Jones GRD
More on the inhibition of the urease reaction by boric
acid
Ann Clin Biochem
(Jul) 34:430-432 1997

Boric acid is commonly used as a preservative for urinary
specimens to inhibit bacterial growth during the collection
period. Concentrations of 5-15 g/L boric acid were used in the
past to inhibit bacterial growth. Other urine preservatives
include thiomersal and sodium azide, not popular because of their
toxicity, or hydrochloric acid, which apparently needs to reduce
urine pH to below 2.0 to prevent bacterial growth.
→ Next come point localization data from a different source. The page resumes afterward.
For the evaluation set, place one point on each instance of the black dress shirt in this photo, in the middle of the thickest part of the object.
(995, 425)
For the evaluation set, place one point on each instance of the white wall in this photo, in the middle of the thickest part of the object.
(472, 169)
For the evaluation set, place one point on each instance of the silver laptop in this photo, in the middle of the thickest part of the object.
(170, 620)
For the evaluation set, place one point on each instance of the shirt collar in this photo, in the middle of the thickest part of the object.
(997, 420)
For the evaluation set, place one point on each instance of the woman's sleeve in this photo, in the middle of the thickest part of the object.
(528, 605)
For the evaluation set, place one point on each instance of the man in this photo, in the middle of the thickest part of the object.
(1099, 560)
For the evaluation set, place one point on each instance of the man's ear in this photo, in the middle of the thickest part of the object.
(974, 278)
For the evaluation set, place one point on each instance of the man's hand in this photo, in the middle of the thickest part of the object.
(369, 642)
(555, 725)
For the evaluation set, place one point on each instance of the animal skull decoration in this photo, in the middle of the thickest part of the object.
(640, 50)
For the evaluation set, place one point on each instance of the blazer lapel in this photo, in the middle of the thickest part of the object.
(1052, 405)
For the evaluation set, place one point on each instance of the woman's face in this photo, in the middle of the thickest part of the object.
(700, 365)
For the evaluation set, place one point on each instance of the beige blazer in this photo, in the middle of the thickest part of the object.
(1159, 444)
There are four techniques in current use to measure urea
concentrations. In one method, urea reacts directly with
diacetyl monoxime to form a colored product (Fearon reaction).
In the other three techniques, urea is first converted to ammonia
by reacting it with urease. Ammonia is a charged ion and will
increase the conductivity of the reaction mixture. In one urease
method the amount of generated ammonia is assessed directly by
conductivity measurements. In a second technique, the ammonium
reacts with phenol or salicylate to form a blue or green dye
(Berthelot reaction). In a third method, widely used in
autoanalyzers, the generated ammonia is used to drive the
enzymatic conversion of alpha-ketoglutarate to glutamate in a
reaction that involves oxidation of NADH to NAD. The
concentration of NAD that is generated is assessed by UV
spectroscopy, using either an endpoint or a kinetic method (for a
review of all of these methods, see Taylor AJ and Vadgama P.
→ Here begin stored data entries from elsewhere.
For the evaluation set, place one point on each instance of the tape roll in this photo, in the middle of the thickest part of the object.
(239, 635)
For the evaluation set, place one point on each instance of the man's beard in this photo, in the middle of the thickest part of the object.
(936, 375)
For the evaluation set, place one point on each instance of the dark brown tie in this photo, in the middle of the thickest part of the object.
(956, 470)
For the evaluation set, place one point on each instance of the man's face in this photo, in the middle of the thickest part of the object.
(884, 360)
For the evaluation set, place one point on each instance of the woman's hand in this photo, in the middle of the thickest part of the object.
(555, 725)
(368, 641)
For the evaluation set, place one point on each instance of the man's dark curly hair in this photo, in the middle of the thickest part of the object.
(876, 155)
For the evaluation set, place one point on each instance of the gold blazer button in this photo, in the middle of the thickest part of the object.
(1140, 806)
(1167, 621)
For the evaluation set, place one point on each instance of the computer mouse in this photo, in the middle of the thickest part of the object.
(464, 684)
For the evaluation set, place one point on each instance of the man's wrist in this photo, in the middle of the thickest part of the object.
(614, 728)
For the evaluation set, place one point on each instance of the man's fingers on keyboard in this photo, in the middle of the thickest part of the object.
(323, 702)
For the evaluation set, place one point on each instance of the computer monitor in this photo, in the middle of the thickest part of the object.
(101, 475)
Analytical reviews in clinical biochemistry: the estimation of
urea. (Ann Clin Biochem 1992;29:245-264).
In an earlier, 1993 paper, Mazurkiewicz and colleagues (Ann
Clin Biochem 1993; 30:215-216) found that boric acid
inhibited urease-based methods of urea analysis. The inhibition
was not present with an older, colorimetric diacetyl monoxime
method of urea analysis. The inhibition was about 10% at 10g/L
boric acid concentration with an automated paired enzyme method,
but only 5% using a urease method in which ammonia is detected by
a non-enzymatic technique (Berthelot reaction). From this result
it was hypothesized
that perhaps boric acid was inhibiting BOTH urease and the
glutamate dehydrogenase reaction, although this hypothesis was
not tested further. The conclusion of the Mazurkiewicz paper
was, that the boric acid concentration should not exceed 2g/L.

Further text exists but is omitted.